If AT&T customers want to keep tabs on their data usage, they can track usage on att.com/dataplan or dial #DATA# to get a text message updates. The company also says it sends customers three messages a month warning them as they approach the monthly data usage limit.

Regardless of the legal outcome, industry watchers say the suit spotlights the need for more customer awareness around the data technology powering their phones.

"A lot of people think they're only using data when they're using the Web, [but] in fact many apps are essentially cloud-based apps that use significant amounts of data," said Greg Harper, president of technology consulting company Harpervision. "People are buying smartphones and don't realize that what makes them smart is the data. ...The real problem is better visibility of the data usage."

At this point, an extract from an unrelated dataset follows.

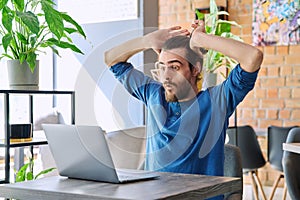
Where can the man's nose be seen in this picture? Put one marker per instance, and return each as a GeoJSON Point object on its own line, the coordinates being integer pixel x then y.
{"type": "Point", "coordinates": [168, 73]}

AT&T's data billing practices have been an ongoing source of customer complaints, Harper said, but added that much of the problem may lie in consumer confusion.

"So many of these programs are just a storefront end to cloud data," he said.

While the application icons may live on your smartphone screen, the processes that actually calculate distances on a navigation app or translate foreign phrases with Google Translate take place on other computer servers, in the so-called "cloud." The customer gets charged as the data moves in and out of the phone.

Even if customers don't use all of the applications on their screens, many can soak up data with ongoing updates, he said.

Lance Ulanoff, editor-in-chief for PCMag.com, said tracking data consumption can be confusing for consumers, but basic actions, like disabling location services and turning off WiFi, 3G or GPS functions when they're not necessary, can help.

When it comes to calculating data usage, he said, "It's more art than science."

Data consumption turns on a range of factors, such as whether an application is location-aware, whether a web page is optimized for a mobile device or whether you're streaming music or video, he said.

"I definitely think that the educated consumer is one who is best armed to talk about and understand how much data they're using and how much they should be charged for it," he said.